With all the vocal music we have heard in our lives, it’s virtually impossible not to compare it to what we’ve heard in the mainstream media, at least on a subconscious level. If it has obvious flaws, it becomes easy to criticize. But over time, I’ve found that a catchy, well-crafted song wins fans quickly. In the case of Seasons Of The Wolf, the singer and I had already worked on several projects together and established a strong rapport throughout that process. This has gone a long way to ensuring the vibrancy and accessibility of our work.

When the vocals are locked down, the next step is to track instruments and mix the project. Parts of this can be live and others virtual, but I find that live work is generally better than samples.

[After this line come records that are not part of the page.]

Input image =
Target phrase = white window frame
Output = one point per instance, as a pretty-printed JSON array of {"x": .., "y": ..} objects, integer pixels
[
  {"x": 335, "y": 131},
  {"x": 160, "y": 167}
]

Mixing and mastering are disciplines that take years of practice, but having put in over a decade and a half of those years, I now do all my own production. Once finalized, the mix goes out to the client for approval. Often developers will request to make a separate 1:30 version of the song to accompany a promotional video. Upon final sign-off, I deliver all assets to the developer in whatever file format is desired and sit back for a well-deserved twenty minutes of rest.



Remember, it’s a business

Everyone in the production chain needs to be compensated: singer, live instrumentalists, studio engineers, and any other individuals directly involved in the production process.

Beyond that, large publishers may want to buy out the rights to the song if they have a reasonable budget to do so. Smaller developers typically offer less money in exchange for not keeping the publishing rights to the song after the game’s release. It’s been my experience that videogame theme songs can sell well on iTunes compared to whole instrumental soundtracks, especially when amplified by an attention-getting promotional video.

One of my central tenets of theme song projects is, “the game is the star, not the singer. That’s why we’re here, to make the game, not ourselves, as cool as possible.” However, the song can also have a life outside the game in a way that's different from other kinds of audio, and when it does, everybody wins: developer, singer, producer, and of most important of all, players and fans.

It's not uncommon for players to discover the game through the music on YouTube first. That’s what makes the creation of winning videogame theme songs such an exciting opportunity and why I’m truly grateful for every one I get.